How will this actually work? Is it “manual coding” in the second half of the year, after spending the first half using AI intensively? Are all our emails and marketing documents handwritten in Q3 and Q4? Do we shut down our AI transcription tools and speech-to-text software after the limit is hit? This is an interesting question to me, because I've seen firsthand how different the experience of coding with AI is from doing it externally, and going back and forth between the two processes can be incredibly confusing.

This also raises the question of how cost reductions in AI will affect companies that provide AI-based solutions. Last October I discussed how hyperscalers (Anthropic, OpenAI, Google, etc.) are pushing to start using AI-based features in their products, as an attempt to get profits to return to the investors who have sunk billions of dollars into the industry. As the cost of providing AI features rises, and companies move towards a pay-per-use model, this flywheel will begin to fall off. If companies start using AI-based tools less because their budgets can't support the ongoing costs, the revenue pipeline back to hyperscalers will dry up. Anthropic and OpenAI are planning IPOs this year, both with highly uncertain revenue streams and hundreds of billions of dollars owed to investors, so a slowdown in AI use is the last thing they need.

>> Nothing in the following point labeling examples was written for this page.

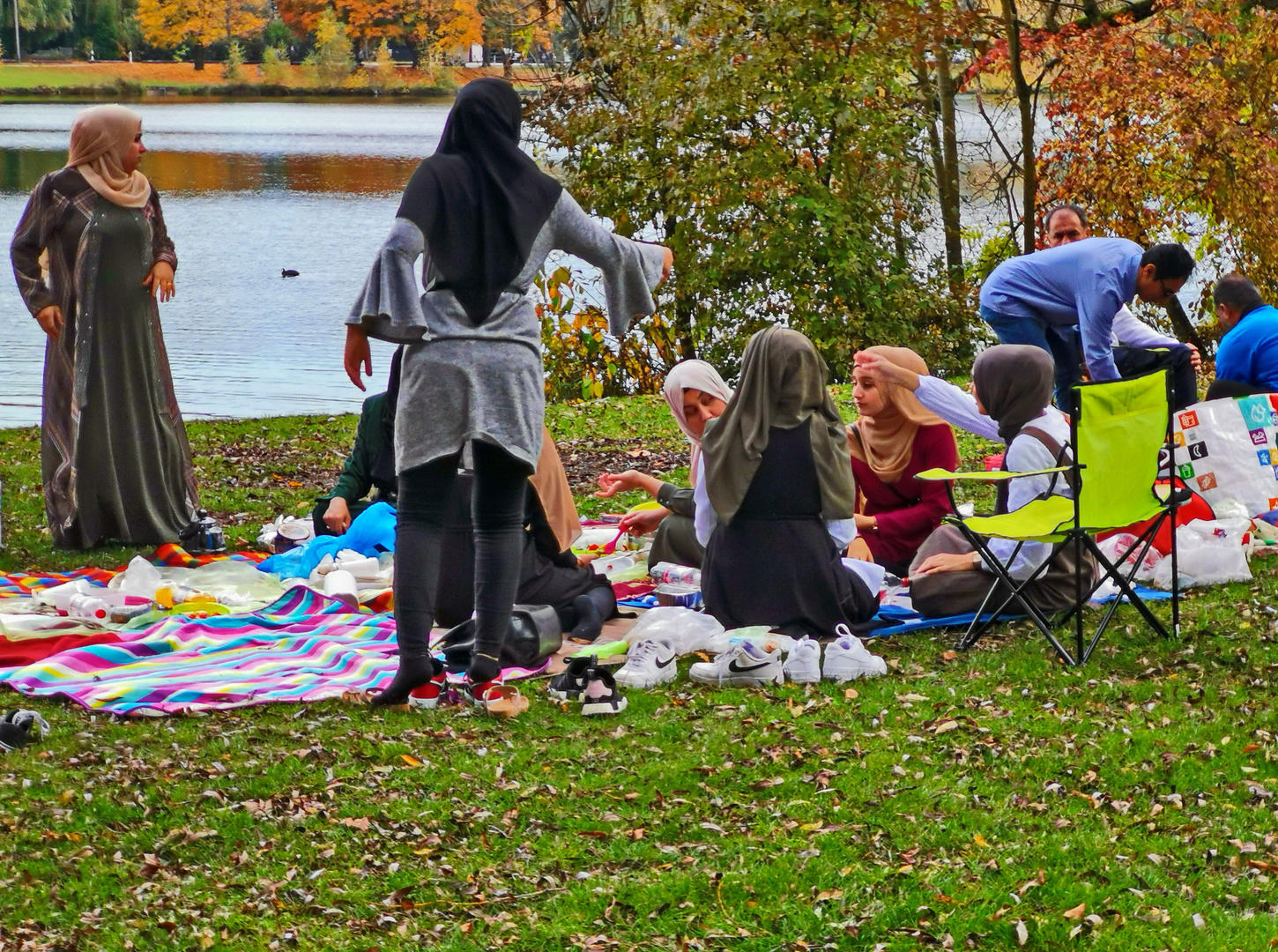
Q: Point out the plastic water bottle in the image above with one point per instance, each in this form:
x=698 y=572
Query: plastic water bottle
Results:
x=676 y=574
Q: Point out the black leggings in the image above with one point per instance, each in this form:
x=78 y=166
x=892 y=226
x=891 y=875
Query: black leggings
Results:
x=497 y=509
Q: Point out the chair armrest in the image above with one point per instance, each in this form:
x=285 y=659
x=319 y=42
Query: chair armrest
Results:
x=991 y=477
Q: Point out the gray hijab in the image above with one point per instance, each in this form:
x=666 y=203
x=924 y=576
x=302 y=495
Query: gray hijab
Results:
x=1014 y=383
x=783 y=385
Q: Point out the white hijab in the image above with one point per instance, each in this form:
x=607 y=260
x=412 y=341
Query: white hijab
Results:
x=101 y=136
x=693 y=375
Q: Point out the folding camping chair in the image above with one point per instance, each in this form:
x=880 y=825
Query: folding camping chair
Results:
x=1118 y=434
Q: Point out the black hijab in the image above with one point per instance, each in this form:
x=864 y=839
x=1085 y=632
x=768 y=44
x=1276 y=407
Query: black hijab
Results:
x=479 y=199
x=383 y=465
x=1014 y=383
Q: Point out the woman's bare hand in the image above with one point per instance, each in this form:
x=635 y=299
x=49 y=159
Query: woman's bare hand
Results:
x=160 y=280
x=358 y=354
x=50 y=321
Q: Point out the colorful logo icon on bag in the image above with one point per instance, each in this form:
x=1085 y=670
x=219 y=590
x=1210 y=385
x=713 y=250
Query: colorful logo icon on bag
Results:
x=1257 y=412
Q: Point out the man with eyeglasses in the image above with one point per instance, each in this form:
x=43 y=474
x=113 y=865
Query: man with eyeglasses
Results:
x=1246 y=361
x=1041 y=298
x=1138 y=348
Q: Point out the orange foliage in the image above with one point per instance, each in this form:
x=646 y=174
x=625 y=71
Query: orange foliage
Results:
x=173 y=22
x=442 y=23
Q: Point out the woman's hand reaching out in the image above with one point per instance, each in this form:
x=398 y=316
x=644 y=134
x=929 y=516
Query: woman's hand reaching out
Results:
x=160 y=281
x=885 y=369
x=358 y=355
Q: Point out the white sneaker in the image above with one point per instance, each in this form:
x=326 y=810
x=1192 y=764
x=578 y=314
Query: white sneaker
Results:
x=803 y=664
x=846 y=658
x=648 y=664
x=741 y=665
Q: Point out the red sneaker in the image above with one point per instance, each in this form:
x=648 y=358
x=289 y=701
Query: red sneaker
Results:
x=427 y=696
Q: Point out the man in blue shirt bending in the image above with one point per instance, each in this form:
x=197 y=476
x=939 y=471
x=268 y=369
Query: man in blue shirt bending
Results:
x=1039 y=298
x=1246 y=361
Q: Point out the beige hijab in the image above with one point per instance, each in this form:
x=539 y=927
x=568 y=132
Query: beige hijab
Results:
x=100 y=138
x=885 y=443
x=550 y=480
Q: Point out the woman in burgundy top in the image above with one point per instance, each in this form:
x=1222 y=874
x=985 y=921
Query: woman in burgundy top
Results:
x=894 y=440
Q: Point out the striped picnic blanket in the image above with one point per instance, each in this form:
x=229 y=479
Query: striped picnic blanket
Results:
x=303 y=647
x=170 y=554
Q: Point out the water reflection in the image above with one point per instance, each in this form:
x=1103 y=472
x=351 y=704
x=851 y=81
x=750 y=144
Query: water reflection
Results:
x=249 y=190
x=195 y=173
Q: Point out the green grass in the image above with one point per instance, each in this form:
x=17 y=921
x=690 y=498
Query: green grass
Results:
x=948 y=806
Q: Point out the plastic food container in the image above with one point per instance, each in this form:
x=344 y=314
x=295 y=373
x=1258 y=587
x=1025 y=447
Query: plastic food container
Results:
x=676 y=596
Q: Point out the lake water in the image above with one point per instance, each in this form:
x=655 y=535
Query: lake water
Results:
x=249 y=188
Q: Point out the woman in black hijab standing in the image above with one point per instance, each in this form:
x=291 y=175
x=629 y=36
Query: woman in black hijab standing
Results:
x=483 y=218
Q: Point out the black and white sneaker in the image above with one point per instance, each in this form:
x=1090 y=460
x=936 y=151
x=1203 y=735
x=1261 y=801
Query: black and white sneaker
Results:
x=20 y=727
x=601 y=695
x=568 y=682
x=743 y=665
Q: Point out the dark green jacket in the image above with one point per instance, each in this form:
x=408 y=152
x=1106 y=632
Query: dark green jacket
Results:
x=357 y=480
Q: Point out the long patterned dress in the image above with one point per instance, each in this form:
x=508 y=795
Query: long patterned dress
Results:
x=114 y=454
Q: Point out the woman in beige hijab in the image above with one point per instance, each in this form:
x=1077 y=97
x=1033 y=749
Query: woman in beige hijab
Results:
x=114 y=454
x=895 y=440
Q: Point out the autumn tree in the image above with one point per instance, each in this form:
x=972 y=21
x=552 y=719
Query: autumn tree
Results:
x=776 y=147
x=1166 y=128
x=441 y=23
x=199 y=22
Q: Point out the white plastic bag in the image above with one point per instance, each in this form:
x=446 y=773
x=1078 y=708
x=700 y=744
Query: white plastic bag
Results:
x=687 y=630
x=1209 y=552
x=1115 y=546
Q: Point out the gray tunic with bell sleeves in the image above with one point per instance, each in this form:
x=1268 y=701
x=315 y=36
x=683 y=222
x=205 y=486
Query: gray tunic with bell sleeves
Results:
x=462 y=383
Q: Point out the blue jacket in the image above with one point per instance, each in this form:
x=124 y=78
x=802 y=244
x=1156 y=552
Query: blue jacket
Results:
x=1249 y=352
x=1082 y=283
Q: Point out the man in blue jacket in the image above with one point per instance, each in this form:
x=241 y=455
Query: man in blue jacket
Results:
x=1246 y=361
x=1039 y=298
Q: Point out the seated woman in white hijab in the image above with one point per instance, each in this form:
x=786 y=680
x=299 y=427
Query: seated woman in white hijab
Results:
x=696 y=395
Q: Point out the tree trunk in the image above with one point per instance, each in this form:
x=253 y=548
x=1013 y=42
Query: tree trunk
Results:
x=683 y=307
x=940 y=145
x=1025 y=101
x=950 y=211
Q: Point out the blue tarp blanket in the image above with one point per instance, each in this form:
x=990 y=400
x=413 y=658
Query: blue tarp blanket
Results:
x=371 y=534
x=908 y=620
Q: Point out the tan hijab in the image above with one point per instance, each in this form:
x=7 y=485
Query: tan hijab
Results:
x=783 y=385
x=885 y=443
x=101 y=136
x=550 y=480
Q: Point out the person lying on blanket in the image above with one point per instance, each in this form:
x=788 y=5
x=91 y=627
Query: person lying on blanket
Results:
x=369 y=466
x=1013 y=386
x=550 y=574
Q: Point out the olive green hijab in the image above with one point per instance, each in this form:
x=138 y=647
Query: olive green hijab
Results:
x=783 y=385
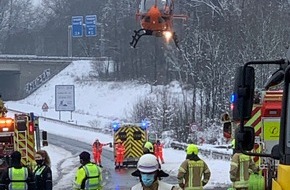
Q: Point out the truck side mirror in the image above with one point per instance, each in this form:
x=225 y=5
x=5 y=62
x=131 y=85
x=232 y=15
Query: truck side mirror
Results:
x=227 y=130
x=275 y=152
x=246 y=139
x=243 y=95
x=227 y=125
x=44 y=138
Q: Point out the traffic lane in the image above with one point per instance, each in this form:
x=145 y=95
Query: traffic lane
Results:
x=113 y=179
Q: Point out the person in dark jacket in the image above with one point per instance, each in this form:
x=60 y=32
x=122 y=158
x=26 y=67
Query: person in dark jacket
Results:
x=17 y=176
x=193 y=173
x=42 y=172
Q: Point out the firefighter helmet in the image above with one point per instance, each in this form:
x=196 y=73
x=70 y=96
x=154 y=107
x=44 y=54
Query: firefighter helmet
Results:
x=233 y=143
x=192 y=148
x=85 y=156
x=149 y=146
x=147 y=163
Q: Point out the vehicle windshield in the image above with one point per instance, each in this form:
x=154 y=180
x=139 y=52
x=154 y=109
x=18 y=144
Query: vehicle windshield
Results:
x=145 y=5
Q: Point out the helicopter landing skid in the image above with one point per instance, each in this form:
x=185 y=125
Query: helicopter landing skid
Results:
x=138 y=34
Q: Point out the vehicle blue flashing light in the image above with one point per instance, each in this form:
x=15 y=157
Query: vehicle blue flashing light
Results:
x=116 y=126
x=144 y=125
x=233 y=98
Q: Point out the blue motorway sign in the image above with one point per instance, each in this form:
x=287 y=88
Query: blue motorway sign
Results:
x=91 y=21
x=77 y=26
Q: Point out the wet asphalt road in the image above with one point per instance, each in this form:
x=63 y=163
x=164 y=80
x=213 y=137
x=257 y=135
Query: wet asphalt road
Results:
x=113 y=179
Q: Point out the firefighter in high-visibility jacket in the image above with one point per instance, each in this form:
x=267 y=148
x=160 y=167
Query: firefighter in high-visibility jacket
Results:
x=89 y=175
x=193 y=173
x=240 y=169
x=17 y=176
x=3 y=109
x=97 y=151
x=158 y=151
x=120 y=151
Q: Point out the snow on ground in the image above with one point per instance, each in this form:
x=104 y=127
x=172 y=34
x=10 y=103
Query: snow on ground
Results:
x=101 y=102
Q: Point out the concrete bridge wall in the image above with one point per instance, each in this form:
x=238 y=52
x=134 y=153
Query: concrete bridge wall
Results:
x=22 y=75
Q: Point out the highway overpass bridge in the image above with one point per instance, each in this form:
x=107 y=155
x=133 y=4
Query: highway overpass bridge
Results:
x=20 y=75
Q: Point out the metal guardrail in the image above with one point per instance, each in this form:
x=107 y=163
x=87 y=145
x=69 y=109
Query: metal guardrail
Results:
x=210 y=153
x=35 y=58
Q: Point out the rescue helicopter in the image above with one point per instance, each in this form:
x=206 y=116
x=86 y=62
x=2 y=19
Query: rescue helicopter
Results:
x=156 y=19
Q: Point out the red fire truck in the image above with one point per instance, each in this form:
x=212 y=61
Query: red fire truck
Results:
x=18 y=133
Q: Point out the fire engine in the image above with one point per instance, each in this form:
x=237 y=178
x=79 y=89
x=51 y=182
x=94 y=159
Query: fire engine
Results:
x=19 y=133
x=265 y=119
x=272 y=124
x=133 y=136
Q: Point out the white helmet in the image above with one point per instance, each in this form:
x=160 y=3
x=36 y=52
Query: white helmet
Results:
x=147 y=163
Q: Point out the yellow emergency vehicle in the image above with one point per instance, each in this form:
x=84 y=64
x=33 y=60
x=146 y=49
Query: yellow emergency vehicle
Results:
x=133 y=136
x=275 y=128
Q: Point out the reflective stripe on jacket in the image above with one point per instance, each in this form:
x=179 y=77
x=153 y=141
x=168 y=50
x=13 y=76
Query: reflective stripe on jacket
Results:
x=161 y=186
x=194 y=174
x=18 y=178
x=88 y=177
x=241 y=165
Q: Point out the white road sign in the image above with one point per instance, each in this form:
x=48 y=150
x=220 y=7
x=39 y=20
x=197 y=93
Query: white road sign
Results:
x=64 y=98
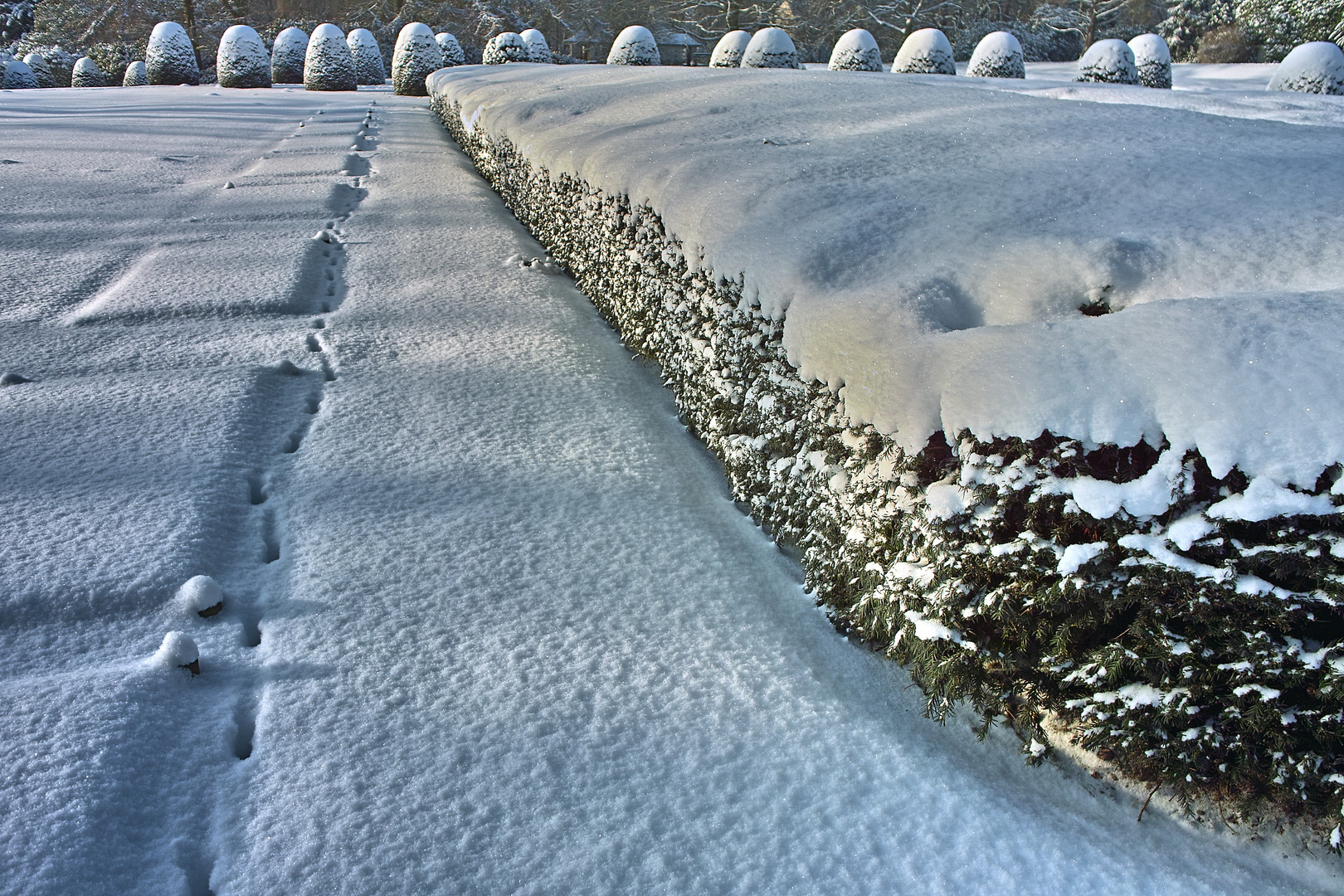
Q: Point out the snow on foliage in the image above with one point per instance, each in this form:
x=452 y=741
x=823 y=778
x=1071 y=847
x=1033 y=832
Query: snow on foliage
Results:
x=242 y=60
x=997 y=56
x=169 y=58
x=1152 y=61
x=286 y=56
x=1311 y=67
x=329 y=63
x=368 y=58
x=1109 y=62
x=728 y=52
x=414 y=56
x=633 y=47
x=925 y=51
x=771 y=49
x=855 y=51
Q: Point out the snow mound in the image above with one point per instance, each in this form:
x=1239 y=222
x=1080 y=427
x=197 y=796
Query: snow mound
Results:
x=1152 y=61
x=855 y=51
x=997 y=56
x=925 y=51
x=242 y=60
x=1311 y=67
x=169 y=58
x=286 y=56
x=329 y=63
x=1109 y=62
x=771 y=49
x=728 y=52
x=414 y=56
x=633 y=47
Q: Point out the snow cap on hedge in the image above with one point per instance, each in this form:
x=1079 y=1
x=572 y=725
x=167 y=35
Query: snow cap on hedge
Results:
x=1109 y=62
x=242 y=60
x=925 y=52
x=1311 y=67
x=771 y=49
x=329 y=65
x=635 y=47
x=1153 y=61
x=728 y=52
x=169 y=58
x=855 y=51
x=416 y=56
x=997 y=56
x=286 y=56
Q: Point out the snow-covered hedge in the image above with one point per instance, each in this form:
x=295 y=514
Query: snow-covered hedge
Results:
x=169 y=58
x=242 y=60
x=997 y=56
x=1312 y=67
x=855 y=51
x=925 y=51
x=329 y=63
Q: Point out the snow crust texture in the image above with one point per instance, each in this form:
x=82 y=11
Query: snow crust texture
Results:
x=242 y=60
x=169 y=58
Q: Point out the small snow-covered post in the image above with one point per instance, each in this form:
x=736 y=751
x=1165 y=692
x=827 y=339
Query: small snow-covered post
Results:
x=169 y=58
x=286 y=56
x=997 y=56
x=414 y=58
x=1152 y=61
x=1109 y=62
x=728 y=52
x=329 y=65
x=242 y=61
x=1311 y=67
x=633 y=47
x=771 y=49
x=925 y=52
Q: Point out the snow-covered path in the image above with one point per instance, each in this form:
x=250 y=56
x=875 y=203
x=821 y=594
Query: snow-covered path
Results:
x=513 y=635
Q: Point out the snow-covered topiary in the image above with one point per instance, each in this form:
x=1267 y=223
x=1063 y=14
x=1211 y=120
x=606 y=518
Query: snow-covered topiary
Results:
x=136 y=75
x=88 y=74
x=1311 y=67
x=286 y=56
x=925 y=52
x=242 y=60
x=169 y=58
x=997 y=56
x=728 y=52
x=855 y=51
x=1109 y=62
x=452 y=50
x=414 y=58
x=771 y=49
x=329 y=65
x=368 y=58
x=635 y=47
x=1152 y=61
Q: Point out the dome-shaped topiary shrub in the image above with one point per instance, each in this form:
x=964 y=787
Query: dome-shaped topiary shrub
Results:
x=1109 y=62
x=1152 y=61
x=728 y=52
x=286 y=56
x=242 y=60
x=1311 y=67
x=855 y=51
x=771 y=49
x=997 y=56
x=414 y=58
x=169 y=58
x=925 y=52
x=635 y=47
x=329 y=65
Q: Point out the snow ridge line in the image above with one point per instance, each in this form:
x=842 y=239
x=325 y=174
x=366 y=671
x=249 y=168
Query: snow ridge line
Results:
x=1214 y=670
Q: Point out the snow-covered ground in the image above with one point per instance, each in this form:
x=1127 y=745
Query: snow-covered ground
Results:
x=489 y=622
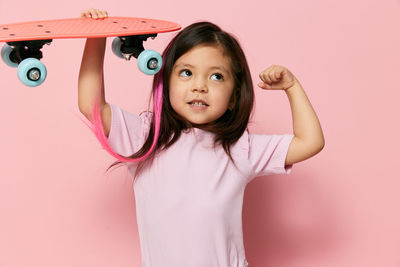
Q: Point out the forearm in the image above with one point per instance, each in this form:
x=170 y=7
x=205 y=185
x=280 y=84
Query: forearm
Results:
x=90 y=83
x=306 y=125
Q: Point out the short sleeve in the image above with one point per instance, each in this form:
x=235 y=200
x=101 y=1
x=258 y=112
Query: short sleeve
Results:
x=267 y=154
x=128 y=131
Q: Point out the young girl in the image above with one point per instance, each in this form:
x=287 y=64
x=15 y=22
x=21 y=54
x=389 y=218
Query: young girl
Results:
x=192 y=157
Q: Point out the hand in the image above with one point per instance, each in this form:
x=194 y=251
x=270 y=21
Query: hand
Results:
x=276 y=78
x=94 y=13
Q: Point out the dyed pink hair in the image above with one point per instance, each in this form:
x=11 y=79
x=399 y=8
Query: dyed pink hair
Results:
x=97 y=127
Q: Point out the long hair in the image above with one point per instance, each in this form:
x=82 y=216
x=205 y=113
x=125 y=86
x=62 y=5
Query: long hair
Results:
x=167 y=125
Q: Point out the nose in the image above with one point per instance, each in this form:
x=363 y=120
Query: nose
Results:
x=200 y=86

It's also worth mentioning that Apple announced that their product will go AI last week at WWDC, and critics have been very positive so far. The new Siri using Google Gemini technology will have greater privacy protection (on the device and private cloud computing and less data storage) and will not cost users more. With this discovery, and if the quality lives up to expectations, the general consumer use of ChatGPT and Claude may be in jeopardy.

The conclusion

Watch this space, because while the stories of “corporations shocked by AI debt” and “OpenAI and Anthropic shooting the biggest IPOs in history” are often reported separately, they are really the same narrative from different sides. Even though tech companies feel that AI offers benefits and productivity benefits, they don't have unlimited budgets to apply it to. If they don't have unlimited budgets (and consumers certainly don't, with CPG pricing squeezing budgets and economic sense too low to exist in nearly a century of tracking), we have to go back and ask where the millions and billions OpenAI, Anthropic, and others expect to generate in revenue will come from. Combine this with public pushback against data centers and negative sentiment about AI in general, and hyperscalers have a real problem on their hands.